Arlington Elks Boost Vocab

Merriam-Webster’s defines dictionary, as ‘a reference source in print or electronic form containing words usually alphabetically arranged’…But Arlington third graders already know exactly what a dictionary is.

For the third consecutive year, third graders in both public and parochial schools have received their own dictionaries from the Arlington Elks.

That means about 450 Arlington students received one of the bright yellow, softbound dictionaries this year.

Last Friday, Arlington Elks Arthur Edgecomb, Bill Copithorne and Frank Fitzgerald brought a box of dictionaries to pass out at the Peirce Elementary School.

For Edgecomb, a retired Chelmsford middle school teacher, the dictionary project is an opportunity to get back in front of a class of students.

‘I have this set routine,’ Edgecomb said before going into the first of two third-grade classrooms.

In the class, Edgecomb takes over, pontificating on the importance of reading and the value of dictionaries.

‘If you can’t read, you can’t do anything,’ said Edgecomb, with the voice and timing of a stage actor.

Edgecomb made a pun, confounding the meaning of the word ate with the number eight.

A former math teacher, Edgecomb would ask the children a simple math question that added up to eight and then pretend that they asked him what he had for breakfast.

Fitzgerald and Copithorne stayed off to the side for most of Edgecomb’s routine and helped him pass out the books.

Edgecomb instructed the students to look up the word exalted, without tipping them off to how it’s spelled.

At the Elks lodge, Fitzgerald has the title of Exalted Ruler. Around town, the students who have received the reference books know the three Elks as the dictionary guys.

Funding for the dictionary donations came in equal parts from the local lodge and the national order.

The books come from The Dictionary Project, a non-profit organization that began in Charleston, S.C., in 1995 and has delivered dictionaries to more than 7.8 million children, according to its Web site.

The project has been delivering books to third graders in Arlington for three years now, which means the first class of recipients are now in the fifth grade.

And Arlington students, for the most part, are already well above the rest of the state in their reading and writing abilities.

Though two Arlington schools were identified by the state for improvement in specific categories, the state gave Arlington an overall very high performance rating for English language arts, the highest rating a district can receive.

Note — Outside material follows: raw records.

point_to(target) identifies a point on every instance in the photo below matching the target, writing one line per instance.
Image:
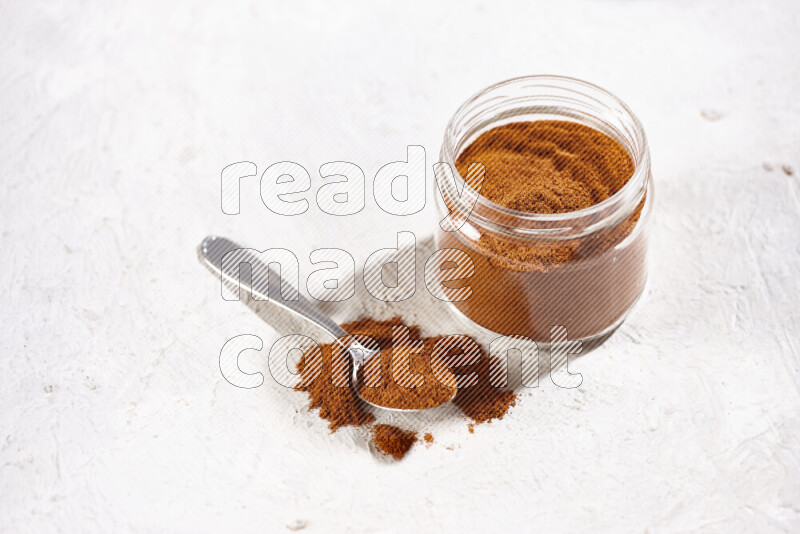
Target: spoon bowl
(223, 256)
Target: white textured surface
(115, 121)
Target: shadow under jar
(583, 269)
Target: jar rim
(630, 193)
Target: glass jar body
(582, 270)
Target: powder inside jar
(548, 166)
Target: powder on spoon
(392, 440)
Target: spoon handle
(217, 253)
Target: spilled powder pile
(408, 375)
(325, 378)
(393, 441)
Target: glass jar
(514, 290)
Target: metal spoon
(214, 253)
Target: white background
(115, 122)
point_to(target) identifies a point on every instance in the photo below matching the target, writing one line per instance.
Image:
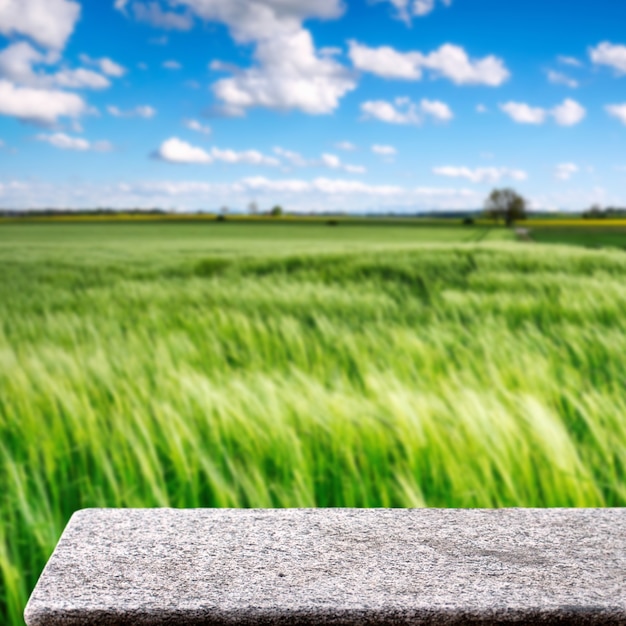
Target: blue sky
(354, 105)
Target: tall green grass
(224, 374)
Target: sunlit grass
(258, 368)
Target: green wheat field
(300, 365)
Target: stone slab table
(348, 567)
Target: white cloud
(439, 110)
(257, 20)
(611, 55)
(294, 158)
(523, 113)
(47, 22)
(384, 150)
(152, 13)
(319, 194)
(18, 60)
(334, 162)
(449, 61)
(288, 74)
(39, 106)
(454, 63)
(251, 157)
(348, 146)
(404, 111)
(196, 126)
(175, 150)
(481, 174)
(618, 111)
(145, 111)
(564, 171)
(385, 61)
(107, 66)
(569, 113)
(415, 8)
(558, 78)
(66, 142)
(571, 61)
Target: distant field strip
(271, 366)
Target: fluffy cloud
(251, 157)
(256, 20)
(319, 194)
(175, 150)
(294, 158)
(289, 74)
(48, 22)
(152, 13)
(449, 61)
(564, 171)
(385, 61)
(66, 142)
(523, 113)
(197, 127)
(558, 78)
(384, 150)
(569, 113)
(404, 111)
(618, 111)
(611, 55)
(334, 162)
(481, 174)
(145, 111)
(18, 60)
(107, 66)
(415, 8)
(39, 106)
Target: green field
(595, 237)
(300, 365)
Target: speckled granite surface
(335, 566)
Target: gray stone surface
(335, 566)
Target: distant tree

That rating is based on the Department of Elementary & Secondary Education, which uses MCAS scores to calculate adequate yearly progress within each school and within the district. The district has a high performance rating for math.

The only public school not to receive an overall very high performance rating in English was Thompson Elementary School, which received a high rating, the second best possible.

According to a survey by the Boston Globe, three of Arlington’s seven elementary schools – Brackett, Bishop and Stratton – ranked in the top 5 percent of MCAS scores in third grade English, and three – Hardy, Bishop and Brackett – ranked in the top 5 percent for fourth grade English. All but Hardy made it into the top 10 percent for fifth grade English, according to the Globe.

For the Elks, the dictionary project is a way to give Arlington students another step up and a chance to help root for the organization that has its lodge on the shore of Spy Pond.

‘There’s a lot more going on at the Elks Lodge than some people want to give us credit for,’ said Edgecomb.